Agentic RAG System for PDF documents with multimodal capabilities

📌 Overview

Agentic RAG (Agentic Retrieval-Augmented Generation) is an advanced AI architecture that extends traditional RAG by integrating autonomous AI agents into the pipeline. This project implements an Agentic RAG system specifically designed for PDF documents with multimodal capabilities.

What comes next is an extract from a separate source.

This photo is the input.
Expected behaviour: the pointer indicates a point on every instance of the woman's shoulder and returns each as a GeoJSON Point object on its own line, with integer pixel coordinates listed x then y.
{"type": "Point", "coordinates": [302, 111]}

Core Problem Addressed: Traditional RAG systems are limited to text-only inputs and lack intelligent reasoning capabilities. This system overcomes those limitations by:

Multimodal support: Processes not only text but also images, tables, and other elements within PDF documents. It can also handle queries that combine both textual and visual inputs.
Agentic approach with LangGraph: Enables intelligent document retrieval and reasoning.
Comprehensive PDF processing: Includes image extraction and descriptive analysis.
User-friendly web interface: Provides seamless interaction for end users.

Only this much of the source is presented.